Ce siège est réservé, Monsieur...? Penchant la tête vers l'inconnu, les dents serrées, Giacomo parla le premier pour mettre les mots sur les bouches hébétés de ses clients de prédilection. Il osa prétendre, sans aucune honte, ne pas connaître l'intrus qui s'imposait à leur table. Ce qui à la fois de protéger son image et envoyait un pique au veston royal qui lui avait menti sur sa personne et ses intérêts. Ce cher Hasting doit probablement avoir échappé une bouteille de trop en cette nuitée, être en retard ne fait pas partie de ses habitudes... S'exclama alors un grand blond dans la quarantaine, son accent contrastant avec son vocabulaire respectable. Giacomo posa des yeux accusateurs sur Théodore, lui demandant presque des explications du regard, l'ironie de la chose était trop belle. Ce vieux millionnaire ne s'absentait jamais et sa ponctualité était exemplaire. Cette discipline de la part de l'obèse surprenait toujours la table de gentlemen étant donné qu'il était un alcoolique renommé et un perdant régulier. Giacomo ne croyait jamais au hasard et il pointait du nez selon lui le responsable de cette anomalie, vu que le responsable en étant une en lui-même. Giacomo ne désirait pas la présence de l'agent sur ce siège, alors pour lui, tout était de sa faute. Seulement, il risquait d'être le seul à se méfier de ses belles allures. Giacomo se leva en reboutonnant son veston, sans même regarder son mentor. Je vais chercher la sécurité.

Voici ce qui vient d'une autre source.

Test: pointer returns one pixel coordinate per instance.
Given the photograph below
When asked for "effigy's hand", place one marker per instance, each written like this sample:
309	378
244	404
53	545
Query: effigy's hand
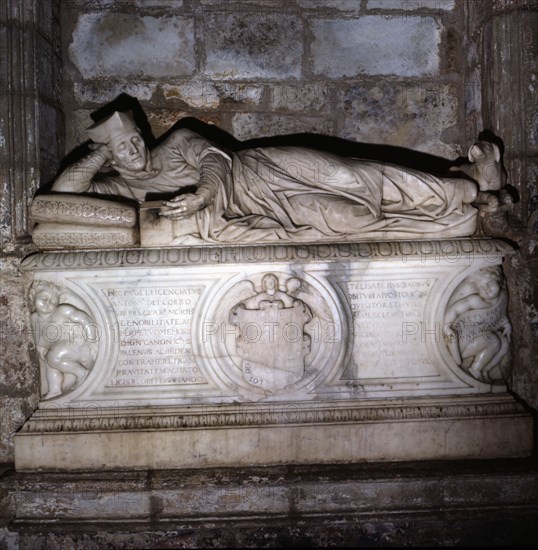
182	206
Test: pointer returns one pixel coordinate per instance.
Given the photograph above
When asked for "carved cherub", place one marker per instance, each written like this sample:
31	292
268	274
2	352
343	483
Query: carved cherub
63	336
477	328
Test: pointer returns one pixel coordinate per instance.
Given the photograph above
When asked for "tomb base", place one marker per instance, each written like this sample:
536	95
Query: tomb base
216	357
421	504
231	435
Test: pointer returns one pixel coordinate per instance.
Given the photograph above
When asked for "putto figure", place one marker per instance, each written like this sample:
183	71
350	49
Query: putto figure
64	336
272	194
477	327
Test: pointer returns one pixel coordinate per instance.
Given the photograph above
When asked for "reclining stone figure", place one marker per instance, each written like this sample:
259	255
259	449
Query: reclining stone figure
272	194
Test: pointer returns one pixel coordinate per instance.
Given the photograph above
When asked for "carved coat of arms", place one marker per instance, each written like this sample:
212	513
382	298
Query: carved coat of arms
271	339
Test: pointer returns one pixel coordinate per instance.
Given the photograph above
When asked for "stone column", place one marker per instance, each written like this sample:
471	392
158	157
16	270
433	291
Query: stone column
31	125
31	147
509	49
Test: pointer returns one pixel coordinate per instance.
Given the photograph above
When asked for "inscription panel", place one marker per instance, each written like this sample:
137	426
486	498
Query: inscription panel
389	329
154	335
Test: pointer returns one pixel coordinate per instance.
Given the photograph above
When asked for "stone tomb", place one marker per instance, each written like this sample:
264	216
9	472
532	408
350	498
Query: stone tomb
266	355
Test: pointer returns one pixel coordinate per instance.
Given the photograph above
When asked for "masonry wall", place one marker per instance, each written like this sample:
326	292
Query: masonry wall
423	74
365	71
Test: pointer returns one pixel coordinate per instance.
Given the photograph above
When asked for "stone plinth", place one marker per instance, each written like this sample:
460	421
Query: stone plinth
207	356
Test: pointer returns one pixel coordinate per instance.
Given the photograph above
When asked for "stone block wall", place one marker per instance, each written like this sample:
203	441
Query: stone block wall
374	71
423	74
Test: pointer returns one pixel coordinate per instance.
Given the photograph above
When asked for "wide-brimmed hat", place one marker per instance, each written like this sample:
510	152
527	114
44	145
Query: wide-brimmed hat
112	127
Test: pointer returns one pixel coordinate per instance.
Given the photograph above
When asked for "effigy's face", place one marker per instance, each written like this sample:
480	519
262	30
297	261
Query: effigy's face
129	151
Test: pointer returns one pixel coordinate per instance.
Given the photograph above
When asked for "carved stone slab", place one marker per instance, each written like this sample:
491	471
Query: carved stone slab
335	335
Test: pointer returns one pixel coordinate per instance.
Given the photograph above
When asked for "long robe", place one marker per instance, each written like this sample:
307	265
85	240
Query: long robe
294	194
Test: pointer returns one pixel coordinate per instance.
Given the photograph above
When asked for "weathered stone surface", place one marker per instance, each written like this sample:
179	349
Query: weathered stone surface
419	504
412	5
315	96
212	95
252	46
160	120
404	115
198	94
254	125
100	92
122	44
376	45
340	5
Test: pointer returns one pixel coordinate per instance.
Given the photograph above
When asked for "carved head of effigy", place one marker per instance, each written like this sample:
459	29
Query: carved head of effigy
120	133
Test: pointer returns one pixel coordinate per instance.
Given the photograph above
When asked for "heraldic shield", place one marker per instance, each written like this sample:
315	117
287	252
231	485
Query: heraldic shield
271	341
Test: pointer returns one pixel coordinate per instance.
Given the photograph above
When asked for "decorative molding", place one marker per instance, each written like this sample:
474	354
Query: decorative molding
450	250
95	419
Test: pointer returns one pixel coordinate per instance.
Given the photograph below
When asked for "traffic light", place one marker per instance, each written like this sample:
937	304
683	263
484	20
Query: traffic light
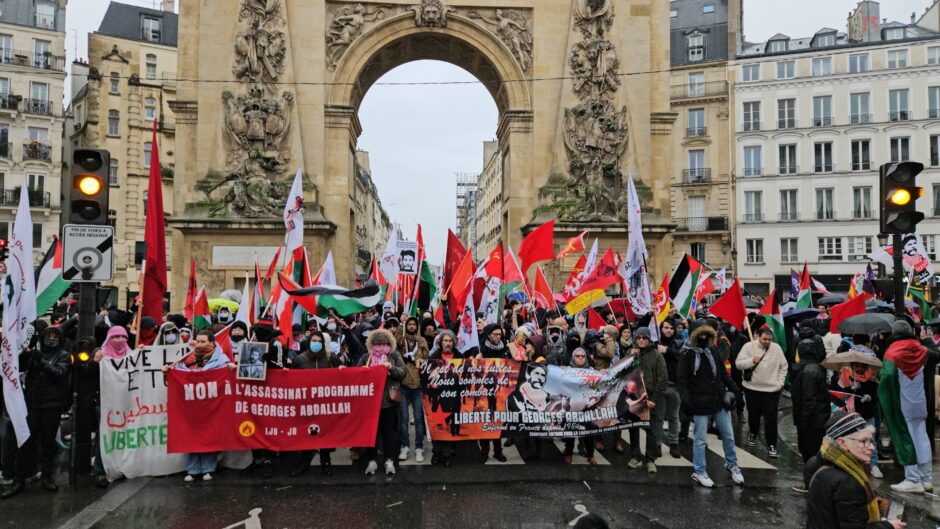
89	187
898	197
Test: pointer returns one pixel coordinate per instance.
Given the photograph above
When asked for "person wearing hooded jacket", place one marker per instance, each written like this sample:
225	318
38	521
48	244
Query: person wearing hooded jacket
46	390
382	352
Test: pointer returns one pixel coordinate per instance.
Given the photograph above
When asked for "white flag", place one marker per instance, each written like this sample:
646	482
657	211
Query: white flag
294	215
19	310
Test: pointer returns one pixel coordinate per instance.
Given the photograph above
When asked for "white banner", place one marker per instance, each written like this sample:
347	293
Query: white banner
133	414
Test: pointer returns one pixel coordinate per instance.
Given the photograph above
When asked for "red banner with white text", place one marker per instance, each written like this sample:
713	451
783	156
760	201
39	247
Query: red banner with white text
211	411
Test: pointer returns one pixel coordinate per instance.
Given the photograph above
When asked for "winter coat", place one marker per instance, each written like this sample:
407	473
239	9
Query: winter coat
771	371
810	388
702	390
836	500
395	374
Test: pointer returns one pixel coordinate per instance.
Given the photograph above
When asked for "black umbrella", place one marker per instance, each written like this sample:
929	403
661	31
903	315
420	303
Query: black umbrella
867	324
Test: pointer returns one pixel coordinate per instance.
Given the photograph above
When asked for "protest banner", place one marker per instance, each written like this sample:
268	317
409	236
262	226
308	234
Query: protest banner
211	411
487	399
133	426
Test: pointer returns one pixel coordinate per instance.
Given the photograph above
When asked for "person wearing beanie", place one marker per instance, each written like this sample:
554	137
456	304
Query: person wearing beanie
763	370
904	407
840	491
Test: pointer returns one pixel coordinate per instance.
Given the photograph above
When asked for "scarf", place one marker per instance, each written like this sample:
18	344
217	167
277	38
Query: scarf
853	467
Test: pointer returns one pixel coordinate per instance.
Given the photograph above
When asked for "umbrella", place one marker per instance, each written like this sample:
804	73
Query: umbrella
832	299
797	315
867	324
840	360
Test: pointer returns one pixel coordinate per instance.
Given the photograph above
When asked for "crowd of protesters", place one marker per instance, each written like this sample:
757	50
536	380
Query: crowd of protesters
699	372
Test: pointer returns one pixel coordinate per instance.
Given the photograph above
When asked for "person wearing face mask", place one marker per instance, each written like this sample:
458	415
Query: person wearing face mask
315	356
46	391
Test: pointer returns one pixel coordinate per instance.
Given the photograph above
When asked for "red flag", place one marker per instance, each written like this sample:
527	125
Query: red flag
574	245
154	287
189	310
853	307
730	306
539	245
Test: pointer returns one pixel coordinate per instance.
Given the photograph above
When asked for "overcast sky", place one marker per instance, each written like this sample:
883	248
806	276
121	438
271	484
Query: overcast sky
418	137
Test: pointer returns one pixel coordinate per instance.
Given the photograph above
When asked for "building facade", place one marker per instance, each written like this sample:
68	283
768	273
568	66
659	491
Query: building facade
815	117
703	36
32	80
117	95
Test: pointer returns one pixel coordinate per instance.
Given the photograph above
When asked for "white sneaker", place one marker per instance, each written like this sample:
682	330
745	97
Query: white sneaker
908	486
703	480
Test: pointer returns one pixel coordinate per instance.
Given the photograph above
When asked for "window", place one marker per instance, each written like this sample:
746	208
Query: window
898	100
823	157
824	204
752	115
786	69
933	55
150	29
696	122
897	59
861	155
788	159
151	66
822	111
859	248
788	250
860	111
113	172
900	149
114	123
830	248
858	63
786	113
696	44
751	72
150	109
861	203
753	206
752	161
777	46
822	66
755	251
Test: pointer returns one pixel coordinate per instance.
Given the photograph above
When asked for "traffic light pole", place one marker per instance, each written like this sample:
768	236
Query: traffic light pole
897	250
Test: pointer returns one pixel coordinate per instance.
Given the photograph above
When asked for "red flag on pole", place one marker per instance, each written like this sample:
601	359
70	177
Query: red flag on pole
155	234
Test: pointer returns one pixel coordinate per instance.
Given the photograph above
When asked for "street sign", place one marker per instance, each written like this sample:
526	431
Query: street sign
87	253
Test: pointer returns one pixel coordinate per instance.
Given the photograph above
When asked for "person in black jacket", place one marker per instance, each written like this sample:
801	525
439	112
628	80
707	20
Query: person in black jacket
840	492
810	395
46	390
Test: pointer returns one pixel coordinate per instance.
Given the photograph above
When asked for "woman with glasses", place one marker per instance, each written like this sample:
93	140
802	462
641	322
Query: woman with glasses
840	490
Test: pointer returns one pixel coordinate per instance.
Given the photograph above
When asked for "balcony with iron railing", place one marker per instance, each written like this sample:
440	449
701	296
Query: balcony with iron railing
37	150
696	90
701	224
29	59
701	175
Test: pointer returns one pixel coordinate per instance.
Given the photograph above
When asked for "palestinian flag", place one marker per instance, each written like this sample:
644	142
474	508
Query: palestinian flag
683	284
804	300
774	317
343	301
49	283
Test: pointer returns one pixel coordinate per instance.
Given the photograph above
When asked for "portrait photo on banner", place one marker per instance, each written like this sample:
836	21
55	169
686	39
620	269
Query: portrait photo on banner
251	364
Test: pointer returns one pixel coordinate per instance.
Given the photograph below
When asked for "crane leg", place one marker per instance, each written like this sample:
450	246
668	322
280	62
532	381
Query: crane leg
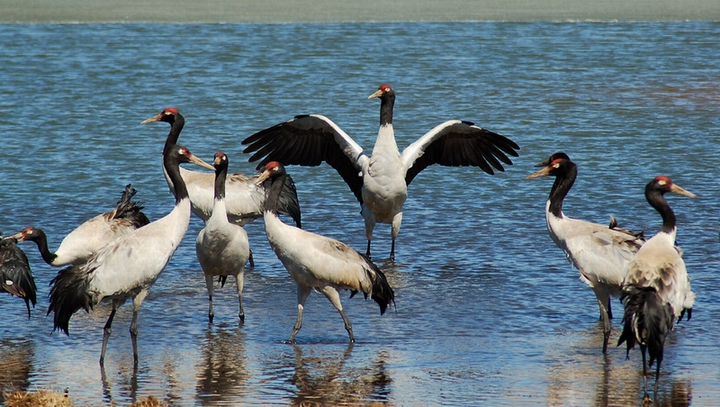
394	232
240	280
303	293
369	225
604	305
646	398
334	298
209	285
107	330
137	301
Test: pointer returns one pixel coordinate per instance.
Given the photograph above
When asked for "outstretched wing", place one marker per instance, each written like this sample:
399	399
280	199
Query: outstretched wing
458	143
309	140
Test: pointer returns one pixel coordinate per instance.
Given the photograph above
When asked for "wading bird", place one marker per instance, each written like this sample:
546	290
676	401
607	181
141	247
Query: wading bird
379	182
319	263
657	287
88	238
15	274
222	247
128	266
599	252
245	198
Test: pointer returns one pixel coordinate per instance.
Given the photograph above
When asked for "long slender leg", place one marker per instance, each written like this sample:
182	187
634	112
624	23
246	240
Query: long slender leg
240	280
369	225
657	371
107	330
646	397
303	293
209	285
334	298
137	301
604	305
395	231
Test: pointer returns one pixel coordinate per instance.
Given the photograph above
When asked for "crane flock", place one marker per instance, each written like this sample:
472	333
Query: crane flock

Ce ne sera pas nécessaire, Bellomo. Le jeune homme fut interrompu par un brun ténébreux de taille moyenne, aussi mystérieux qu'un mafieux. Pourquoi tant de drame? S'il a de quoi jouer, laissons-le se vider les poches! Le chapeau melon, tout en vieillesse, connu sous le nom de Monsieur le Maire venait de couper toutes discutions. L’effet Flynn venait de faire son effet, le Maire l'aimait bien avec sa classe et sa chevelure gélifiée. Il devait surement lui rappeler tout ce qu'il aurait voulu être à son âge. Beau, charismatique, fortuné. Ce petit chien venait de réussir à se clouer à cette chaise et Bellomo ne pouvait pas riposter devant son invité d'honneur, même s'il n'était pas le plus riche. La grenouille ravala sa salive, cessant de regarder vers ses agents de sécurités d'un air dégoûté pour retourner son regard vers ses favoris avec un sourire calme sur les lèvres. Après tout, remplacer un coq par un autre, qu'est-ce que ça change? Je vais tous vous plumer de toute façon! Il retrouva alors tout son charme en déboutonna son veston et en reprenant sagement son siège, sous les rires enthousiasmes des quatre hommes d'importance et peut-être le sourire de satisfaction du métamorphe, ou peut-être pas. Après tout, ce n'est pas comme si la grenouille le regardait. Non. Giacomo regardait ses cartes. Ses cartes et rien d’autre.